La Flûte traversière

Salomé HASSLER
Professeur de flûte traversière à l'Ecole de Musique de la Région de Dannemarie
vous propose des liens intéressants pour vous documenter sur son instrument.
Présentation de la Flûte traversière en cliquant sur le lien ci-dessous
La flûte traversière et le Jazz
Longtemps assimilée à la musique classique, la flûte fait une entrée relativement tardive dans le domaine du jazz, notamment à cause de sa faible puissance sonore.
Le premier solo de flûte enregistré date de 1927, et est l'œuvre du flûtiste et clarinettiste cubain Alberto SOCARRAS.
Toutefois, c'est Wayman CARVER (1905-1967) qui est généralement considéré comme le premier flûtiste de jazz.
Durant les années 40, la flûte est fort peu utilisée comme instrument solo : parmi les rares jazzmen à enregistrer avec cet instrument, on peut citer Harry KLEE et Jerôme RICHARDSON (Kingfish avec le big band de Lionel Hampton, en 1949).
Les choses vont cependant changer dans les années 50, particulièrement avec l'apparition du cool bop ; en effet ce courant musical, bien que relativement éphémère, a fortement contribué à l'acceptation de la flûte dans le jazz, notamment grâce à des musiciens tels que Bud SHANK et Buddy COLLETTE.
D'autre part, les progrès réalisés à cette époque dans le domaine de l'amplification ont pour conséquence que de plus en plus de jazzmen (des saxophonistes pour la quasi-totalité) s'intéressent à la flûte : parmi eux : Frank WESS (dans l'orchestre de Count Basie), Sam MOST, James MOODY, Paul HORN et Herbie MANN.
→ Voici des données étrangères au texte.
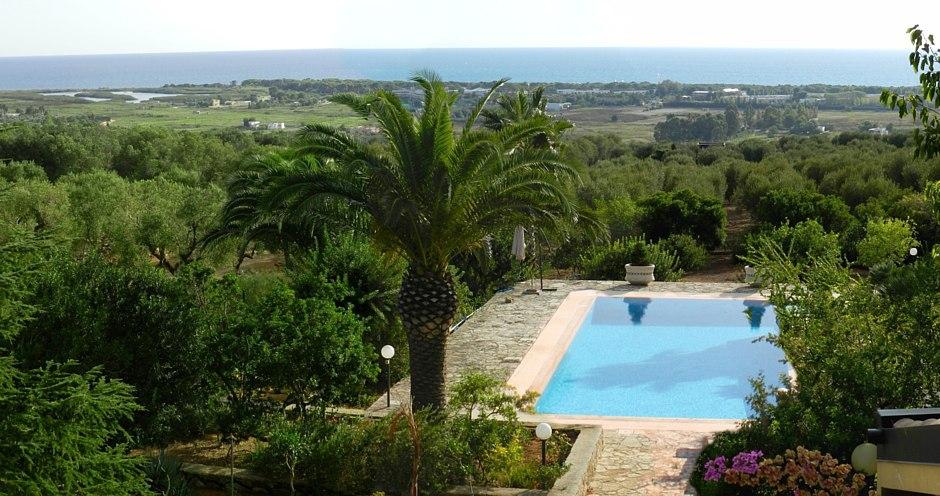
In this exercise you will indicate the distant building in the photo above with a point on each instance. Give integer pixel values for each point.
(475, 91)
(770, 98)
(557, 106)
(573, 91)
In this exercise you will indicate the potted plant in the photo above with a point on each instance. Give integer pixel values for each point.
(750, 276)
(640, 269)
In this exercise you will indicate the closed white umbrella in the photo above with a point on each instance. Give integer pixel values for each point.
(518, 243)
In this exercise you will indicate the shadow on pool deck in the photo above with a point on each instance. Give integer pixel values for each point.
(737, 360)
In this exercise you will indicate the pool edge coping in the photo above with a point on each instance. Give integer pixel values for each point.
(539, 363)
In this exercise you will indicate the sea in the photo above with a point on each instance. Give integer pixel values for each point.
(566, 65)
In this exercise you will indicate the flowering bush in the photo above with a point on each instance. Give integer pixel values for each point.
(798, 473)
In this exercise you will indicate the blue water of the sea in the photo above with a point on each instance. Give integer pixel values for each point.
(686, 65)
(665, 357)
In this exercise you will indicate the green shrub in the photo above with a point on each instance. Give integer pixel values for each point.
(856, 346)
(802, 243)
(361, 456)
(684, 212)
(622, 216)
(780, 207)
(691, 255)
(666, 262)
(606, 262)
(139, 325)
(887, 241)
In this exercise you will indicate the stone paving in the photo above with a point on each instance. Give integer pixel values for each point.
(646, 463)
(496, 337)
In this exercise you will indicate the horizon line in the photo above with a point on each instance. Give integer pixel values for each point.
(262, 50)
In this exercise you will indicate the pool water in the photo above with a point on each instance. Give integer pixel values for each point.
(665, 357)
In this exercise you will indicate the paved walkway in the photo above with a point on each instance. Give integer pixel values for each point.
(655, 463)
(498, 335)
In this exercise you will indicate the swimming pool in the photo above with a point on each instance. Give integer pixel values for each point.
(665, 357)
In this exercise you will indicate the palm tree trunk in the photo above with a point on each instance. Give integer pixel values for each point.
(427, 304)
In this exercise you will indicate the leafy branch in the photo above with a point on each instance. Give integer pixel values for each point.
(922, 108)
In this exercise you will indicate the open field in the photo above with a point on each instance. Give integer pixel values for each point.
(628, 122)
(182, 117)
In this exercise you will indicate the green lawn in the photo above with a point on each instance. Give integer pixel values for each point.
(631, 123)
(181, 117)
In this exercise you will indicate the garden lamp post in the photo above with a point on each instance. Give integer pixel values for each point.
(543, 431)
(865, 457)
(388, 351)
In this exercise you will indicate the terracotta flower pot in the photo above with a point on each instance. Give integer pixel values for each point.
(640, 274)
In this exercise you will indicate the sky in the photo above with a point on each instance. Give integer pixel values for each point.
(71, 27)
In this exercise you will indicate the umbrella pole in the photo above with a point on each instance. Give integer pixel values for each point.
(539, 249)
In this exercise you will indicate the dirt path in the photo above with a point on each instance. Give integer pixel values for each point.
(722, 266)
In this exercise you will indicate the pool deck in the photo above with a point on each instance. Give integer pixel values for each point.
(517, 337)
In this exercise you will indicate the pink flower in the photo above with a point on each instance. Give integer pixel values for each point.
(746, 462)
(716, 468)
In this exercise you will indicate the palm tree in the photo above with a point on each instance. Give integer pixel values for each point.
(430, 194)
(276, 217)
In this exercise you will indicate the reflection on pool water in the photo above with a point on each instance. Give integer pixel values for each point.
(665, 357)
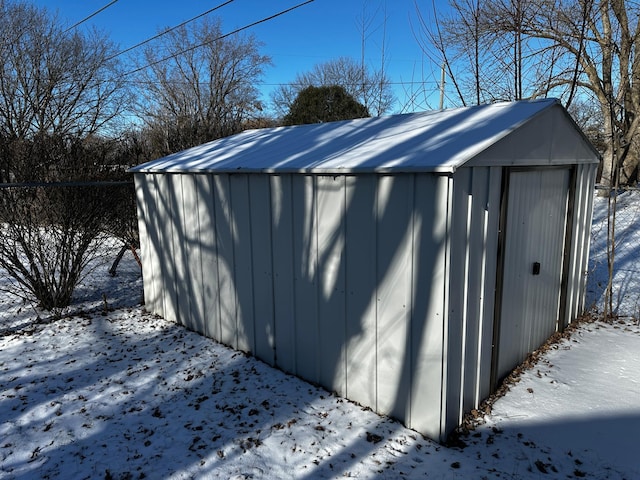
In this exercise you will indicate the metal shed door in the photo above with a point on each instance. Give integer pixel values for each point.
(534, 239)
Ce dernier, le plus populaire, est l'un des premiers jazzmen à abandonner le saxophone pour se consacrer exclusivement à la flûte. Il s'intéresse beaucoup aux musiques latines (dans lesquelles la flûte joue un rôle important), et sera l'un des premiers jazzmen à enregistrer un album de bossa nova.
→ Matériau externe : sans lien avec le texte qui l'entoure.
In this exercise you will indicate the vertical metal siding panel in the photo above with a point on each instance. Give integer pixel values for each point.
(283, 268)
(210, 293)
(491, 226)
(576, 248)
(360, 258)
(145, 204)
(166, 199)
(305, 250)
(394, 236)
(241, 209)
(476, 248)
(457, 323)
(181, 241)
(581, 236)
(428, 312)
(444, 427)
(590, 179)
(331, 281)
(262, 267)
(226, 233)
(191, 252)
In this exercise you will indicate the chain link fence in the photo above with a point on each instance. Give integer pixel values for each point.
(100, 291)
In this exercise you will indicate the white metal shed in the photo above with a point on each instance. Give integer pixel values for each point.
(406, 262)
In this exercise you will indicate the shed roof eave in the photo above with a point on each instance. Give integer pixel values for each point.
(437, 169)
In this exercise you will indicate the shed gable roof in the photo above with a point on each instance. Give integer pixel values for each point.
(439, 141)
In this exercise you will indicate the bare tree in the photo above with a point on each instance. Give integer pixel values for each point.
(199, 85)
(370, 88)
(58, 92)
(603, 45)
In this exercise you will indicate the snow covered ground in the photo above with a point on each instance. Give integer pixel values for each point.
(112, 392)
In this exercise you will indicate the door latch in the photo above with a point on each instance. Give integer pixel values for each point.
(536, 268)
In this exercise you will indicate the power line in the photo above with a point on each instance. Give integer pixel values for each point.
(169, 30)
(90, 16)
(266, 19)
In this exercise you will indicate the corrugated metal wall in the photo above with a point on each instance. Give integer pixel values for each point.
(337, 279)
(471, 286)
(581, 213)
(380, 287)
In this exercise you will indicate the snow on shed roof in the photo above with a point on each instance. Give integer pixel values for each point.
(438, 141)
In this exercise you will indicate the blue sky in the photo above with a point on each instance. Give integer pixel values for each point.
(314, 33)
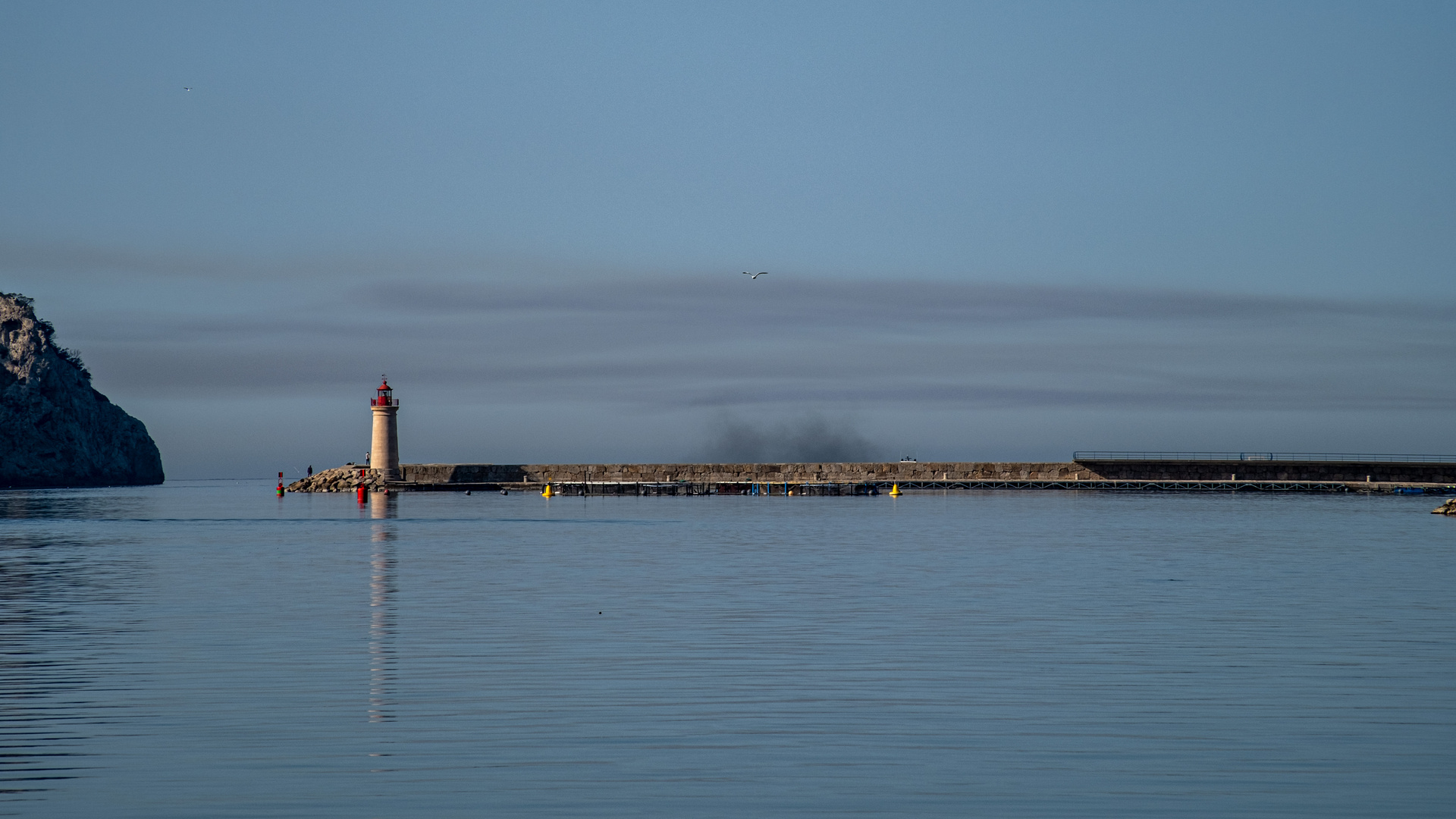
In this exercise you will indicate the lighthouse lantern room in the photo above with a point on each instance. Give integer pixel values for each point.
(384, 445)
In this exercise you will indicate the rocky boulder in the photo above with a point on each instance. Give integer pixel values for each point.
(55, 430)
(340, 480)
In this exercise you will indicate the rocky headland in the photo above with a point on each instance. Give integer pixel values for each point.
(55, 430)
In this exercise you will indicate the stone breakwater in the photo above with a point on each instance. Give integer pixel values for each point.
(737, 472)
(340, 480)
(1370, 477)
(347, 479)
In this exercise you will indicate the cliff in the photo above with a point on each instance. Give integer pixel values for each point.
(55, 428)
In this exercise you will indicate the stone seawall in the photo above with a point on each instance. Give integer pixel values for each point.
(737, 472)
(1348, 471)
(347, 479)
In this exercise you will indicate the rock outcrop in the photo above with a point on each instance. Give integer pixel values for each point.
(55, 430)
(340, 480)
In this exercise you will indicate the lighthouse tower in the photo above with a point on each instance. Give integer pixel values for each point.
(383, 455)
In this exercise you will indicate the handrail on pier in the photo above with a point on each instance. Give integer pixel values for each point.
(1343, 457)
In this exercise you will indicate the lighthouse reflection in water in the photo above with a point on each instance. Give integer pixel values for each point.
(382, 589)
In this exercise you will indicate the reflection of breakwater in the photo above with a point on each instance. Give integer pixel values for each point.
(382, 588)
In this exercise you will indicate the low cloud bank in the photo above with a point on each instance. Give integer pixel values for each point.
(808, 439)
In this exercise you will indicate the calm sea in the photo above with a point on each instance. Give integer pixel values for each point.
(206, 651)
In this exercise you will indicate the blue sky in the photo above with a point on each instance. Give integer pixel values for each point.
(998, 231)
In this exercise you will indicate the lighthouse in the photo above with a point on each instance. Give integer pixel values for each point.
(384, 447)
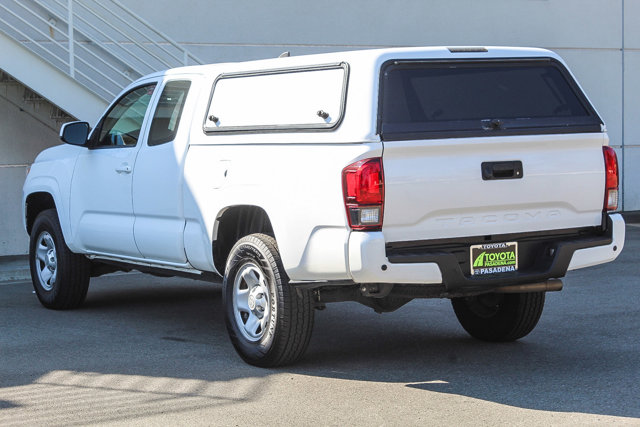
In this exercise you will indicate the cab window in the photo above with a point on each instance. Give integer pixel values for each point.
(166, 118)
(122, 124)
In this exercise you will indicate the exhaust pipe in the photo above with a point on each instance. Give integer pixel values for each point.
(550, 285)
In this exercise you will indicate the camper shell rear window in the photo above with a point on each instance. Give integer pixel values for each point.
(462, 98)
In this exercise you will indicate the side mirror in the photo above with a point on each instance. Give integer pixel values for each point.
(75, 133)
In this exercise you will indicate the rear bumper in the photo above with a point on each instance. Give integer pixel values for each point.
(544, 256)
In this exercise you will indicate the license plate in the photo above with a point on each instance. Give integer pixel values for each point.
(493, 258)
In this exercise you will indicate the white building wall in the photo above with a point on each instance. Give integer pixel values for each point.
(588, 34)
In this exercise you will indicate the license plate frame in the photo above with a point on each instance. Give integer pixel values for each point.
(493, 258)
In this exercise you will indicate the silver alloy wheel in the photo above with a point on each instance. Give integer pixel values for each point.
(251, 302)
(46, 260)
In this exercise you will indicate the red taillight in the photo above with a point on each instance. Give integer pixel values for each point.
(363, 189)
(611, 181)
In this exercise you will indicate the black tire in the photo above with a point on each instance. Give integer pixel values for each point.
(283, 332)
(60, 277)
(499, 317)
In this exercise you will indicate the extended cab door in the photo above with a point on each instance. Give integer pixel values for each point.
(101, 208)
(158, 178)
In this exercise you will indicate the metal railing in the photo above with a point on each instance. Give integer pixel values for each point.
(100, 43)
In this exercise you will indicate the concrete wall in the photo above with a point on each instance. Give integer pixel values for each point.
(25, 130)
(589, 34)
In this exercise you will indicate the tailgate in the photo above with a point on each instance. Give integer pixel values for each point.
(435, 189)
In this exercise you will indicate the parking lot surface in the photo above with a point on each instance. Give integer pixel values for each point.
(146, 350)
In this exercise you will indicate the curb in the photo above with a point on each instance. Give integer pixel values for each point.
(14, 269)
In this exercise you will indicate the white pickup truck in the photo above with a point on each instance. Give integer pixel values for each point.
(477, 174)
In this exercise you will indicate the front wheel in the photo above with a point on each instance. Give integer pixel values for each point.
(499, 317)
(269, 322)
(60, 277)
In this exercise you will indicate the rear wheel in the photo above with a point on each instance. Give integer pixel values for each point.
(269, 322)
(499, 317)
(60, 277)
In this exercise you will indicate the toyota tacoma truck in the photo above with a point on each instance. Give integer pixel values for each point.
(481, 175)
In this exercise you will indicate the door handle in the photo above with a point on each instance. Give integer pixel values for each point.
(124, 168)
(502, 170)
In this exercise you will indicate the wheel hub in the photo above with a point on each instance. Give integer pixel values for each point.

En 1956, la revue américaine Down Beat introduit une catégorie " flûte " dans son célèbre classement des meilleurs musiciens de l'année, ce qui prouve que l'instrument commence à être accepté dans le domaine du jazz.
Les années 60 voient apparaître quelques flûtistes de grand talent: Eric DOLPHY, Hubert LAWS, Yusef LATEEF, Sahib SHIBAB, Roland KIRK et Jeremy STEIG
Ils utilisent abondamment la technique consistant à jouer et chanter simultanément dans l'instrument. Cette technique est particulièrement intéressante, car elle permet de gagner aussi bien en volume sonore qu'en expressivité.
Le succès d'Hubert LAWS, à la fin des années 60, marque une étape importante pour les flûtistes de jazz. Doté d'une solide formation classique, LAWS possède une sonorité d'une grande pureté, une technique irréprochable, ainsi qu'une grande rigueur de jeu.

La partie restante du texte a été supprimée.